Der 20. Zivilsenat des OLG Düsseldorf hat der Fluggesellschaft Eurowings untersagt, bei Online-Buchungen den Eindruck zu erwecken, mit der dort angebotenen Kompensation von CO2-Emissionen werde der Flug klimaneutral (Urteil vom 04.12.2025 – I-20 U 38/25).
Eurowings bot seinen Kundinnen und Kunden im letzten Buchungsschritt auf seiner Website an, CO2-Emissionen durch eine Zusatzleistung von neun Euro auszugleichen: "Zusammen machen wir Fliegen nachhaltiger. Sie können jetzt die CO2-Emissionen Ihres Fluges durch den Beitrag zu hochwertigen Klimaschutzprojekten kompensieren".
Darüber hinaus bot Eurowings an, mit einem zusätzlichen Betrag "Sustainable Aviation Fuel" zu unterstützen, mit der Erklärung: "Sustainable Aviation Fuel (SAF) ist nachhaltiges Kerosin und die erste richtige Alternative zu fossilem Flugkraftstoff. Im Vergleich zu fossilen Kraftstoffen reduziert SAF die CO2-Emissionen um mindestens 80%. […]".

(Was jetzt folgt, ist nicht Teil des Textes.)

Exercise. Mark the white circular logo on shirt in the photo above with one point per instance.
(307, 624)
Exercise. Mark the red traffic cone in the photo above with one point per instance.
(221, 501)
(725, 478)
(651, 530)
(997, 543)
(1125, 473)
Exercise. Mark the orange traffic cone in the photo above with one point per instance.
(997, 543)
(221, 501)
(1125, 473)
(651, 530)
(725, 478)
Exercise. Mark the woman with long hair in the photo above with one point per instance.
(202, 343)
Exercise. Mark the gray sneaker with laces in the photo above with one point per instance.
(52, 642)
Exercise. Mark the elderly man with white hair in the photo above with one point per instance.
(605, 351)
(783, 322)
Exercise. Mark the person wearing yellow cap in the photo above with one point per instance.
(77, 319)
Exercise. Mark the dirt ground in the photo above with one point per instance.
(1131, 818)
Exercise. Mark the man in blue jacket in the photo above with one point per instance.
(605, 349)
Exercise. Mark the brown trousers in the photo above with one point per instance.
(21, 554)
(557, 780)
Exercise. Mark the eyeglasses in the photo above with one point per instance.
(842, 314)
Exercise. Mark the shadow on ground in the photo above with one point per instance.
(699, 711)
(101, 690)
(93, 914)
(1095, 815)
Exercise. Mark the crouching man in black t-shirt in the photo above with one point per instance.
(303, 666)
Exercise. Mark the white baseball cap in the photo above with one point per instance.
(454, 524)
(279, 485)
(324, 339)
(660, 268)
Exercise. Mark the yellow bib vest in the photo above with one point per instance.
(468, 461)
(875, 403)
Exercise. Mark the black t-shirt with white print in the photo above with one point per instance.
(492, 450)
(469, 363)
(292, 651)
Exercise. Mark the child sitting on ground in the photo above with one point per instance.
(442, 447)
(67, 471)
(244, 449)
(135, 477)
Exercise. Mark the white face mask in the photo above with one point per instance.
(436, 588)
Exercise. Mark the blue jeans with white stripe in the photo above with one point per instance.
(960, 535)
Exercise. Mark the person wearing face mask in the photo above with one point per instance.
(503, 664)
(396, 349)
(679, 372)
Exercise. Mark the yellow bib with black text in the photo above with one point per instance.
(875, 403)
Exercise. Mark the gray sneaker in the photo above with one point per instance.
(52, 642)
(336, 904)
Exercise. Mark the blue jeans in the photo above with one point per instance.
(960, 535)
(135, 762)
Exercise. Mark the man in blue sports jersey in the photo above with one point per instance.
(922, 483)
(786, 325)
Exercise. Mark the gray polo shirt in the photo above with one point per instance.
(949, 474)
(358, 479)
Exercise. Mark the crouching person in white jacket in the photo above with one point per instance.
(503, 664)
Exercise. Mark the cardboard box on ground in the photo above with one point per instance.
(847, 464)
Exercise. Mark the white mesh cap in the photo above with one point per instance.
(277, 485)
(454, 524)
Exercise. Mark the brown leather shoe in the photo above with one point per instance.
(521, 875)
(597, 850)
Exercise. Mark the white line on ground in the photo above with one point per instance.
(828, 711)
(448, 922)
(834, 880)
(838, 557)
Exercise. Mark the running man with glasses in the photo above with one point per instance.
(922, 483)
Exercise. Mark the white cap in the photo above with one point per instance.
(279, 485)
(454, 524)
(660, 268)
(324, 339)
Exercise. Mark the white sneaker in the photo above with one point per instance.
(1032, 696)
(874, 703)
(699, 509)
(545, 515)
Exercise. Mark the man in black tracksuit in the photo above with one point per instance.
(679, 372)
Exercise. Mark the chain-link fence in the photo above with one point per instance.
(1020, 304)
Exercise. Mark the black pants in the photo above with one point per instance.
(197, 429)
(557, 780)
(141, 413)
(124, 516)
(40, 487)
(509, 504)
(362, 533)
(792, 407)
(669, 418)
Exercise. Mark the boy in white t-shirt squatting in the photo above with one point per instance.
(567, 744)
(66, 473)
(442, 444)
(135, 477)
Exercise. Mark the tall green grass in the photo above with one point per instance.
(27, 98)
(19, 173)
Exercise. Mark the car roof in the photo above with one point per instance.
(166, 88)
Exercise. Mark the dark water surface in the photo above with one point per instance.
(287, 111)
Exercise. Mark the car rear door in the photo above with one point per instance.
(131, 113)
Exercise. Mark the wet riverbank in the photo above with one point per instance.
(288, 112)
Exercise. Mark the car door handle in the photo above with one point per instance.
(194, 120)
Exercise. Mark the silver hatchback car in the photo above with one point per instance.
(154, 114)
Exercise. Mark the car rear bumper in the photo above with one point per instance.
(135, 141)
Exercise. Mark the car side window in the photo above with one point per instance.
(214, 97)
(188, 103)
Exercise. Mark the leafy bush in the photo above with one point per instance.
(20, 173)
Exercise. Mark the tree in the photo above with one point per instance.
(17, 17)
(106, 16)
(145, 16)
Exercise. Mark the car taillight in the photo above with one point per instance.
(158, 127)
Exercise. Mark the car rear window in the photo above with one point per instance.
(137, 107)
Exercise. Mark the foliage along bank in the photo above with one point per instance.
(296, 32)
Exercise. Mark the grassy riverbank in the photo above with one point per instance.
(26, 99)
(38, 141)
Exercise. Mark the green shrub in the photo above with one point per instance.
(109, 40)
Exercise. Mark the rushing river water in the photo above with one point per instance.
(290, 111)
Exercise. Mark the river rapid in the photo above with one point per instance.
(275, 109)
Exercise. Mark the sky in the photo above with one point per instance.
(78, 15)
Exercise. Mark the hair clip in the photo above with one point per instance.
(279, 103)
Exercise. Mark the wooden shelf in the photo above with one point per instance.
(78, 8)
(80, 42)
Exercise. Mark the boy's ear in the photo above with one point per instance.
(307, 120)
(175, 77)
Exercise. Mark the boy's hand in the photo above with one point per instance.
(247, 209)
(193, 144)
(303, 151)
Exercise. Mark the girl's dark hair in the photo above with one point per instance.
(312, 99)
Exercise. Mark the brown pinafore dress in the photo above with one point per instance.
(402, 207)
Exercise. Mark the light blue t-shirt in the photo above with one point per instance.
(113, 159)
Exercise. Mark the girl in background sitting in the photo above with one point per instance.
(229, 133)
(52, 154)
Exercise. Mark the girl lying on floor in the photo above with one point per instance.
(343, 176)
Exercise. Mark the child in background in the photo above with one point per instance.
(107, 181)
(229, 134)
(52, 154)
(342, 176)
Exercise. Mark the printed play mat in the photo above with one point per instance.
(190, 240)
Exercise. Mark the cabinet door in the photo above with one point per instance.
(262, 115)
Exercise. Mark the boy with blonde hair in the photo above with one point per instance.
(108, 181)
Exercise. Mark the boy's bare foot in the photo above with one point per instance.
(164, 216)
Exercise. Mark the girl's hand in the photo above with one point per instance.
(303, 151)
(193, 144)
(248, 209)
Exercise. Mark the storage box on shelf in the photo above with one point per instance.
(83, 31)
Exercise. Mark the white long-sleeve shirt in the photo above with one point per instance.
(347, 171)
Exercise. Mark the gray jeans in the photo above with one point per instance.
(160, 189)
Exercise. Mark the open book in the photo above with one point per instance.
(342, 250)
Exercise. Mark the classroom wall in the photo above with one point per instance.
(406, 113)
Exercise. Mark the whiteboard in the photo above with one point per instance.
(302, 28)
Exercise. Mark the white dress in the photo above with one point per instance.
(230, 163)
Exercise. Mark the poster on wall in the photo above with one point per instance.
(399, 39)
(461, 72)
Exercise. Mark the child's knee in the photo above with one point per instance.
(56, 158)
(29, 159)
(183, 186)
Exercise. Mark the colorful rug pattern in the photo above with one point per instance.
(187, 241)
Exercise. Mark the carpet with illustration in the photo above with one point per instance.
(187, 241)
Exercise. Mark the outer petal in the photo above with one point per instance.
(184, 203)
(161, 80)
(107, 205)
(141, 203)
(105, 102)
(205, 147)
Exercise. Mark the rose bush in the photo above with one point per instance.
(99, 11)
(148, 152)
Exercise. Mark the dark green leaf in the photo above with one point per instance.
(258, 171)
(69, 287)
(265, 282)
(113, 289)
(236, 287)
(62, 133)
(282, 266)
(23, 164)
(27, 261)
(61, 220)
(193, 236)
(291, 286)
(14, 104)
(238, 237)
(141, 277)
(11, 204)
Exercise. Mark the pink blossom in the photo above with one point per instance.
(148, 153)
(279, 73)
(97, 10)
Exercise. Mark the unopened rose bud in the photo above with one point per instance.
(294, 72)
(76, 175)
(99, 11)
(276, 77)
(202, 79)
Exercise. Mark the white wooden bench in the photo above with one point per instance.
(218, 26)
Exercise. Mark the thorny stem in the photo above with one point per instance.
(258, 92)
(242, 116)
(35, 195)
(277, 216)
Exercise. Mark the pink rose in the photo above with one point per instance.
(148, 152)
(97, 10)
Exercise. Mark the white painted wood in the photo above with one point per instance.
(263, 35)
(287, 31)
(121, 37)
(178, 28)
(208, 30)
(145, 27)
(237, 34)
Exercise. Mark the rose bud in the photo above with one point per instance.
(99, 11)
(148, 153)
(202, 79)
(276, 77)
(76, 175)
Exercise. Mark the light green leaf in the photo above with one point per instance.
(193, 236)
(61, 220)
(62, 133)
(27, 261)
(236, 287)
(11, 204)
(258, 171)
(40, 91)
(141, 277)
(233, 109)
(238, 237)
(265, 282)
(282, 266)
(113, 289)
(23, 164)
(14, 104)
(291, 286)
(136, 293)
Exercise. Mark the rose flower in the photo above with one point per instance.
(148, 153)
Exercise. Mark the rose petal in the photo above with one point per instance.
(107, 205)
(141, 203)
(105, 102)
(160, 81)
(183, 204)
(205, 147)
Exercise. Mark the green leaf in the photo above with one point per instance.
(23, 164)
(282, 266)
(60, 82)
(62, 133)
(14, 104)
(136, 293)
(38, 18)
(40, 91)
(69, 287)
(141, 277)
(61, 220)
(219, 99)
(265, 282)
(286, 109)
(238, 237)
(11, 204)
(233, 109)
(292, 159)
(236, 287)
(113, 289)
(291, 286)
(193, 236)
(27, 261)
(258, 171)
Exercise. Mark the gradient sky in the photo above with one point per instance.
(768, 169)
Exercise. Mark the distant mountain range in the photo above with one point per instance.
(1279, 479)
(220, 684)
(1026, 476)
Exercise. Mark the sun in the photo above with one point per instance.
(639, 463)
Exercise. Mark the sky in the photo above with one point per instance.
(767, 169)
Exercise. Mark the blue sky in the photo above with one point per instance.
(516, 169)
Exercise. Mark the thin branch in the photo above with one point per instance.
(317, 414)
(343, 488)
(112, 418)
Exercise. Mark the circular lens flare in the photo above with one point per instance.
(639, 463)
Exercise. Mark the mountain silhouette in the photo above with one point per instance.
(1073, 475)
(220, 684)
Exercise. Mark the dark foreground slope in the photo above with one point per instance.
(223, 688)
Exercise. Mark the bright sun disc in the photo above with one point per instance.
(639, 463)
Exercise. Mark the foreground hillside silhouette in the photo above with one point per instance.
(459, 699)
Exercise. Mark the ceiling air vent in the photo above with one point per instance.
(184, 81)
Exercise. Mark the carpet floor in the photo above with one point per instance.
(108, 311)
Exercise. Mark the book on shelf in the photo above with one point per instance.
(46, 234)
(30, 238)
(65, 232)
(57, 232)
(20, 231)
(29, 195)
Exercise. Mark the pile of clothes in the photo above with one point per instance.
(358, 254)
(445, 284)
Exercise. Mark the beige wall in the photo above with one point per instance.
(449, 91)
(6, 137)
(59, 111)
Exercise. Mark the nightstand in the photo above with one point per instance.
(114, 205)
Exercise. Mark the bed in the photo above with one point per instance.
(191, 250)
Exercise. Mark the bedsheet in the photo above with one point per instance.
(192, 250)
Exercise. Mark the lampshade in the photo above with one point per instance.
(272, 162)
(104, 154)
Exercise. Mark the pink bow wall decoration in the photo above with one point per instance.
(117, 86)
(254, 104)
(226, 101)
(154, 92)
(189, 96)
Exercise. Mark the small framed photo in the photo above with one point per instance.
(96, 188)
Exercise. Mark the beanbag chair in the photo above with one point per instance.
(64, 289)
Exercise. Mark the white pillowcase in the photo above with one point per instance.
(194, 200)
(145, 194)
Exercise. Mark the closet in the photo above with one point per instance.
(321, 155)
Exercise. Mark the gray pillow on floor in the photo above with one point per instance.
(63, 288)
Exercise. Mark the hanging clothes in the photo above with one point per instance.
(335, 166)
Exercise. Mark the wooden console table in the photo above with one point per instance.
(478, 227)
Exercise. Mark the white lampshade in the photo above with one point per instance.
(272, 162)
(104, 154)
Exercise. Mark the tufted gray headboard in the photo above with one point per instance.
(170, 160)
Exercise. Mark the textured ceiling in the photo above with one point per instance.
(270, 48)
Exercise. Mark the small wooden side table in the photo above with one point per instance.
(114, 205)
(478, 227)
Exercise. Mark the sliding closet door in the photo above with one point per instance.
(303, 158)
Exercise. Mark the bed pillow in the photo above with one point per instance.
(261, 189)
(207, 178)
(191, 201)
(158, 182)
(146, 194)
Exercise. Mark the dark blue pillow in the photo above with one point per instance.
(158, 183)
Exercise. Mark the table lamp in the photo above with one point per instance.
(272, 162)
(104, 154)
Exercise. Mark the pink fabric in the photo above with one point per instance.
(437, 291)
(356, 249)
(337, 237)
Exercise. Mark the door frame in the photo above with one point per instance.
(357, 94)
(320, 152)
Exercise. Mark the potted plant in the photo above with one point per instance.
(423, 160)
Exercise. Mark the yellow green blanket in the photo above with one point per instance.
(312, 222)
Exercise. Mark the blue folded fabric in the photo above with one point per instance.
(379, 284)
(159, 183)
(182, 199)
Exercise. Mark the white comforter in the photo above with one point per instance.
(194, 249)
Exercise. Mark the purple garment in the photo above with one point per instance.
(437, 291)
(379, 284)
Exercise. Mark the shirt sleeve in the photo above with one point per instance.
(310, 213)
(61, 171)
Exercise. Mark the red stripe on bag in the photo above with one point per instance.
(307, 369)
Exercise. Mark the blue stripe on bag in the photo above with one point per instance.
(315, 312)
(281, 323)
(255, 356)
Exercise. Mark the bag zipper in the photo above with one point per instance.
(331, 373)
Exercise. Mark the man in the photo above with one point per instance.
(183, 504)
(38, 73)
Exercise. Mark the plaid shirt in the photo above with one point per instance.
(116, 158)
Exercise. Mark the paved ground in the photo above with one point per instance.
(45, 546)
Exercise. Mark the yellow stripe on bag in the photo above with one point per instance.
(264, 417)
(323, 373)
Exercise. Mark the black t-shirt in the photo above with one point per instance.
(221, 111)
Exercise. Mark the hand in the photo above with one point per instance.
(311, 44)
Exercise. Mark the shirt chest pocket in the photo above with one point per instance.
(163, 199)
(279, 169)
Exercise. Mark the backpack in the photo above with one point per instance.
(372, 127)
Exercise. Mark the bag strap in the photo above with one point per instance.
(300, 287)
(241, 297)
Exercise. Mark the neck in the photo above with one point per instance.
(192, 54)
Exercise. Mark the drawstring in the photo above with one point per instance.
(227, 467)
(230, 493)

CO2-neutral = klimaneutral?
Der Bundesverband der Verbraucherzentralen (vzbv) verklagte Eurowings daraufhin vor dem LG Düsseldorf und forderte, diese Werbung zu unterlassen. Verbraucherinnen und Verbraucher würden die angebotene CO2-Kompensation dahingehend verstehen, dass der Flug insgesamt klimaneutral sei. Es sei nicht allgemein bekannt – und werde von Eurowings auch nicht erklärt –, dass ein Flugzeug neben CO2 auch weitere klimaschädliche Gase in erheblichem Umfang ausstoße. Darüber hinaus sei der Begriff "nachhaltig" im Zusammenhang mit "Sustainable Aviation Fuel" in Bezug auf das Klima als "emissionsfrei" zu verstehen und damit ebenfalls irreführend.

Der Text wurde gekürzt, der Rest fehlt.